TTL=62 tells a story — When pinging across two routers, the TTL drops by 1 per hop. Seeing TTL=62 (from a starting TTL of 64) confirms the packet traveled through exactly two routers.
DDORA is your confirmation — That output from VPCS after ip dhcp is the clearest sign that the entire DHCP process completed. If you only see D and it stops, your router's DHCP pool isn't reachable.
no auto-summary matters in RIP v2 — Without it, RIP summarizes subnets at classful boundaries.

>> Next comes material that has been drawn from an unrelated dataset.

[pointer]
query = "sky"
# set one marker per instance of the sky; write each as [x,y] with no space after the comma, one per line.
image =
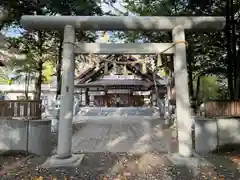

In a topology like this where all subnets share the 192.168.x.x space, it can cause routing issues.
Common Mistakes
| Mistake | What Happens | Fix |
|---|---|---|
Forgetting no shutdown on interfaces |
Interface stays down, no traffic passes | Always follow IP assignment with no shutdown
|
Missing no auto-summary in RIP |
Remote subnets may not be reachable | Add no auto-summary under router rip
|
| Not excluding the gateway IP from DHCP pool | Router's own IP could be assigned to a PC | Use ip dhcp excluded-address for gateway IPs |
Running ip dhcp on PCs before RIP converges |
Ping fails even though DHCP works | Wait 30–60 seconds after RIP config |
| Wrong interface selected for DHCP pool | PCs get wrong gateway or no IP | Match default-router to the interface facing the PCs |
| Pinging by IP instead of using the actual assigned address | Misleading results | Always verify the assigned IP via ip dhcp response first |
Conclusion
This topology covers a lot of ground for what looks like a simple setup. You're dealing with static interface addressing, DHCP pools on two separate subnets, dynamic routing with RIP, and cross-subnet connectivity — all in one lab.
The ping from PC1 to PC4 working end-to-end is a real confidence check. It means your routing table has the right entries, DHCP handed out the correct gateway, and packets are actually traveling the full path through both routers.
If you're building out GNS3 labs and want to go further, try replacing RIP with OSPF, or add a third router and see how the routing table changes.